4 . The method of claim 1 , wherein configuration and placement of the optimal sub-array is dynamic.
5 . The method of claim 4 , further comprising: scanning the bioimpedance sensor array to identify which sets of bioimpedance sensors provide an optimal current signal and using the identified sets of bioimpedance sensors as the optimal sub-array; selecting a first portion of the bioimpedance sensors in the optimal sub-array that provides an optimum current signal as current sensors; and selecting a second portion of the bioimpedance sensors in the optimal sub-array as voltage sensors.
6 . The method of claim 5 , wherein the optimal sub-array is positioned relative to the blood vessel such that the blood vessel is located anywhere within an area defined by the optimal sub-array as long as blood pulses travel between pairs of the current sensors and the voltage sensors.
7 . The method of claim 1 , further comprising: multiplexing one or more of the bioimpedance sensors with one or more galvanic skin response (GSR) sensors.

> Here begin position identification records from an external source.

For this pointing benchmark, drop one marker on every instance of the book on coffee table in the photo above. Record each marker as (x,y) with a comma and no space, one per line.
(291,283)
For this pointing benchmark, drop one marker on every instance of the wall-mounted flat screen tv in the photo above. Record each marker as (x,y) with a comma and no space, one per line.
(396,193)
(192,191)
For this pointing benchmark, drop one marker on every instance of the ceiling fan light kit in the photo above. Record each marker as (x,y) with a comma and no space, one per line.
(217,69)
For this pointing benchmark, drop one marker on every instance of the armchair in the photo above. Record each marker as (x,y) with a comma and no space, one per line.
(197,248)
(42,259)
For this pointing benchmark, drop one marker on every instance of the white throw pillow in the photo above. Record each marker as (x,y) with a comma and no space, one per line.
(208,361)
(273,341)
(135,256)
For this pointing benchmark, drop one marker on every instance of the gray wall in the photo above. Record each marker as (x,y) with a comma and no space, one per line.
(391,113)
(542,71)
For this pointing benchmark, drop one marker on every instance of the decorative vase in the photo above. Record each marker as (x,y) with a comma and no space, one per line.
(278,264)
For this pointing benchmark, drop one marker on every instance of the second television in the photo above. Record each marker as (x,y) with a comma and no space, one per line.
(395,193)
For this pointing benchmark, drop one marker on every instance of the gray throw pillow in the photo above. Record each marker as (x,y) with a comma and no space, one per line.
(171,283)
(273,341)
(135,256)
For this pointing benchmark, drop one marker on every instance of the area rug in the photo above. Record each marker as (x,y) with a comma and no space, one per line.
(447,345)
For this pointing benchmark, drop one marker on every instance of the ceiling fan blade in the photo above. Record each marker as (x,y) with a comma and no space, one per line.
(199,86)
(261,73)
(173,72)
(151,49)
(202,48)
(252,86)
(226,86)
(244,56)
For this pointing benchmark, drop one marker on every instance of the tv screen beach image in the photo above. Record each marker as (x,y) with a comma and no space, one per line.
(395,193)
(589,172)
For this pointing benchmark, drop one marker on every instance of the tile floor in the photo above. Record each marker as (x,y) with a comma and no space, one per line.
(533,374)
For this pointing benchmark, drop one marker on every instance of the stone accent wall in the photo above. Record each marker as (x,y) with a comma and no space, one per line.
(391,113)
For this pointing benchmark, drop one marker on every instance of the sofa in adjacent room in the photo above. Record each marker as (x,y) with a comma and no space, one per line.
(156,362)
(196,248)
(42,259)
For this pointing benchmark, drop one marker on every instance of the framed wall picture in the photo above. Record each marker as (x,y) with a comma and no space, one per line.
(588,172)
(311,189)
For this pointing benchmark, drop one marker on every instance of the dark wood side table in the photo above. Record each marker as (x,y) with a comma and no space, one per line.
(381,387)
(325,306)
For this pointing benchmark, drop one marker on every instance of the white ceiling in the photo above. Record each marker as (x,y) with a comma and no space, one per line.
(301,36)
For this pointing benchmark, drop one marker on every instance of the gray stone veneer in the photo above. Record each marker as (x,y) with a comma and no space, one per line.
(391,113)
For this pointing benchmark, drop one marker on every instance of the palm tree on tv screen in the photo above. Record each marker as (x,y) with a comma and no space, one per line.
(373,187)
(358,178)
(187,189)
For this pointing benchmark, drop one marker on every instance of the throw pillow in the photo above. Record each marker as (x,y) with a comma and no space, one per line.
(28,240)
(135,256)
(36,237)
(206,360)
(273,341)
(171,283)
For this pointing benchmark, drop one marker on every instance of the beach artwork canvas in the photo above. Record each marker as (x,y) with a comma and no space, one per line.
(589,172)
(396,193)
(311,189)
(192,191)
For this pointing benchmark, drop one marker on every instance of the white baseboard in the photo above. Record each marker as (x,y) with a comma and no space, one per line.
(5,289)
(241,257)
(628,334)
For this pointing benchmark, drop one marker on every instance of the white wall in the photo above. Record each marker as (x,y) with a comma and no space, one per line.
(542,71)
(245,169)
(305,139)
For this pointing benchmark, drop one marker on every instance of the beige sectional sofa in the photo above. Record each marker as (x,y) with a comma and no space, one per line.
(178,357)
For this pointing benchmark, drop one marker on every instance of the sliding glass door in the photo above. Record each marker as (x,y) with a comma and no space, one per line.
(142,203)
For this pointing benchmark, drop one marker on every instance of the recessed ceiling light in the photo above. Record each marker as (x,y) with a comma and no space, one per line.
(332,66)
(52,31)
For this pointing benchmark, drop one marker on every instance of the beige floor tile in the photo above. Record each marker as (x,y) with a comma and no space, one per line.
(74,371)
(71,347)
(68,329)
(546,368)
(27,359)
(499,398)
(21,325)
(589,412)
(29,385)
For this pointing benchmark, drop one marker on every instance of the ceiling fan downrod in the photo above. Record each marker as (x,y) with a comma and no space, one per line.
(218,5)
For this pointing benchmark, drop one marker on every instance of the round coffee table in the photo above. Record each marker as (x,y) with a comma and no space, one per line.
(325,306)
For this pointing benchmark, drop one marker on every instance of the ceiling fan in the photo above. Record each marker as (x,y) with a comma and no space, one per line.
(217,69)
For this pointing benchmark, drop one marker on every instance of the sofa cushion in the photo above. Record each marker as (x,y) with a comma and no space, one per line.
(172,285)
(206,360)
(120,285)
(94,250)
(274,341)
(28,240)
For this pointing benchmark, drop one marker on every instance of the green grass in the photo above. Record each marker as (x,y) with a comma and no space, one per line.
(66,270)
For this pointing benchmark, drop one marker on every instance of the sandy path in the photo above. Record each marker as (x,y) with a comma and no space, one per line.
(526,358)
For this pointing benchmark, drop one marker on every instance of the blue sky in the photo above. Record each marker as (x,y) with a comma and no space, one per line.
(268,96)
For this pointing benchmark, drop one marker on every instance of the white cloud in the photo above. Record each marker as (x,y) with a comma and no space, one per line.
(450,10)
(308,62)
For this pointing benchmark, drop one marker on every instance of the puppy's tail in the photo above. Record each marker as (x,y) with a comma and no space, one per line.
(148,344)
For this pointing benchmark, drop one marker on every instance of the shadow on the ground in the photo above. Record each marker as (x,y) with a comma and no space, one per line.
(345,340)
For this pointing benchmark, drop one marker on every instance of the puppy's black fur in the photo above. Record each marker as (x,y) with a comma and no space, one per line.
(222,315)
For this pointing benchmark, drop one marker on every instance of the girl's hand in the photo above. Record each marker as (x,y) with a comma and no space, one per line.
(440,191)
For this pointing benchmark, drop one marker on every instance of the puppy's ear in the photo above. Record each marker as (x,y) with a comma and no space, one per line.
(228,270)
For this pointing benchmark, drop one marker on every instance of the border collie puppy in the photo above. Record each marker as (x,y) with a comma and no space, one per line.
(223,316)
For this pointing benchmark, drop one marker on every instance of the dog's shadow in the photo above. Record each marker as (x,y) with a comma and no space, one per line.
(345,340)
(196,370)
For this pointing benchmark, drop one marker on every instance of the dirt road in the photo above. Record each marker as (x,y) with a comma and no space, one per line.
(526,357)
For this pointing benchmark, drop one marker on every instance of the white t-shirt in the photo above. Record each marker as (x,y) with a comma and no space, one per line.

8 . The method of claim 1 , wherein the bioimpedance sensors comprise electrodes.
9 . The method of claim 8 , wherein a size of the electrodes size proportional to required placement distance between the electrodes, such that smaller electrodes are placed closer together.
10 . The method of claim 8 , wherein the electrodes are within a size range of approximately 0.1 to 1.0 cm 2 and separated by a distance of approximately 0.1 to 1.0 cm.
11 . The method of claim 8 , wherein the electrodes comprise at least one of a metallic material including gold, stainless steel, nickel, and other metallic elements, compounds, or alloys.
12 . The method of claim 8 , wherein the electrodes comprise a polymer or a ceramic coated with Ag/AgC.
13 . The method of claim 8 , wherein the electrodes comprise a conductive rubber with an Ag/AgCl coating.
14 . The method of claim 1 , wherein passing an electrical signal further comprises: modifying the electrical signal by adjusting signal parameters, including frequency, amplitude, waveform, or any combination thereof, to provide an optimal measurement.
15 . The method of claim 14 , further comprising: making a series of measurements using different signal parameters.
16 . A bioimpedance sensor array, comprising:
an array of more than four bioimpedance sensors arranged on the base such that the sensor array straddles or otherwise addresses a blood vessel when worn by a user; and a processor coupled to the sensor array configured to:
determine an optimal sub-array in the bioimpedance sensor array;
pass an electrical signal through at least a first portion of the bioimpedance sensors in the optimal sub-array to the user;
measure one or more bioimpedance values from the electrical signal using a second portion of the bioimpedance sensors in the optimal sub-array; and
analyze at least a fluid bioimpedance contribution from the one or more bioimpedance values.
17 . The system of claim 16 , further comprising: selecting at least one pair of the bioimpedance sensors in the optimal sub-array to form a current sensors and selecting at least one other pair to form voltage sensors.
18 . The system of claim 16 , wherein configuration and placement of the sub-race is fixed.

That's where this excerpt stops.